In fermentation, the incomplete oxidation of organic compounds occurs, so not all the contained energy is released. The energy yield obtained is very low, since only ATP molecules are formed by phosphorylation at the substrate level, in glycolysis, without the participation of the respiratory chain.

Although it seems that fermentation is not energy-efficient due to the little ATP produced, it allows the regeneration of NAD+, which is necessary for glycolysis to continue.

Fermentations are probably the oldest catabolic pathways that have ever existed, since the early atmosphere did not have oxygen.

The fermentation of carbohydrates has a common first stage with respirationglycolysis, and then, from the pyruvic acid obtained, different final products are obtained. The stages of fermentation are:

  • Glycolysis : oxidation of glucose to pyruvic acid. NAD+ is consumed and NADH and 2 ATPare produced.
  • Pyruvic acid reduction  to obtain final products. NAD+ is obtained , which will be used again in glycolysis. If the originating product is lactic acidlactic fermentation has occurred, while if ethanol and CO2 have been obtained, it is alcoholic fermentation.

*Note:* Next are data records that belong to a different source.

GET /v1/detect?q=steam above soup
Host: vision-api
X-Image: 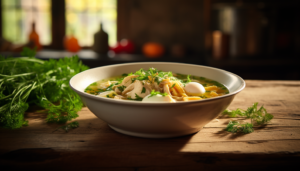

[85,68,229,103]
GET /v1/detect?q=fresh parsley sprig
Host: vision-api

[148,90,168,98]
[0,48,88,129]
[223,102,274,133]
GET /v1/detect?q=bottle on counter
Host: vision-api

[28,22,42,50]
[92,23,109,55]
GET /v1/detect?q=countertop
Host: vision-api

[0,80,300,171]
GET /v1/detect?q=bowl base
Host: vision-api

[108,124,202,138]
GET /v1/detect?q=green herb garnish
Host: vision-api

[127,93,143,101]
[53,121,79,132]
[118,85,126,92]
[226,121,254,134]
[0,49,88,129]
[148,90,168,98]
[223,103,274,133]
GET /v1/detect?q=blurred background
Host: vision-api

[0,0,300,80]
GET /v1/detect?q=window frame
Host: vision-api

[0,0,124,50]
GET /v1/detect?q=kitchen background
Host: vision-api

[0,0,300,80]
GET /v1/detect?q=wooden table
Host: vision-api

[0,80,300,171]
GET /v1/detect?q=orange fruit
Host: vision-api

[64,36,81,52]
[142,42,165,58]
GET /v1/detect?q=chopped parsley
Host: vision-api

[148,90,168,98]
[127,93,143,101]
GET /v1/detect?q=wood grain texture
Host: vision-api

[0,80,300,171]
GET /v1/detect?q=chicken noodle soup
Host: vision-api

[85,68,229,102]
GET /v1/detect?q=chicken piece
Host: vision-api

[120,75,138,87]
[127,80,151,99]
[122,83,134,96]
[163,84,172,96]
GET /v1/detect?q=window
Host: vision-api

[2,0,51,45]
[0,0,117,49]
[66,0,117,46]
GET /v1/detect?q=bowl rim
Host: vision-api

[69,62,246,106]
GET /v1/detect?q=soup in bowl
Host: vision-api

[70,62,245,138]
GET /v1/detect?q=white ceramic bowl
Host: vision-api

[70,62,246,138]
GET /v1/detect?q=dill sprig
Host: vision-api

[0,49,88,129]
[223,102,274,133]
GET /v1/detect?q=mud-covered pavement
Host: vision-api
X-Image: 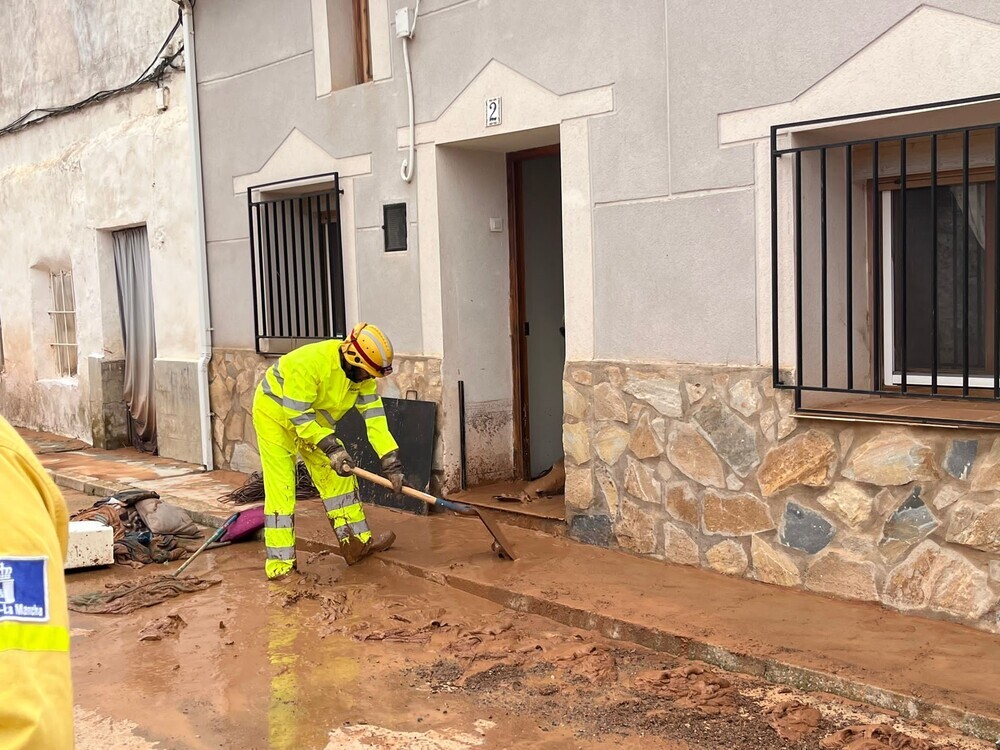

According to the final product obtained, several types of fermentations are distinguished :

Most important types of fermentation

The main types of fermentation are:

Fundamental ideas about fermentation

Fermentation

  • The fermentation is a catabolic process of incomplete oxidation, which does not require oxygen (anaerobic conditions), in which the final electron acceptor is an organic compound.
  • It is produced in the cytoplasm  of bacteria, yeast, muscle cells, and plant cells . 
  • Incomplete oxidation of organic compounds.
  • Stages of fermentation:
    • Glycolysis: oxidation of glucose to pyruvic acid. NAD+ is consumed and NADH and 2 ATP are produced. Only these 2 ATPs are obtained.
    • Pyruvic acid reduction to obtain final products.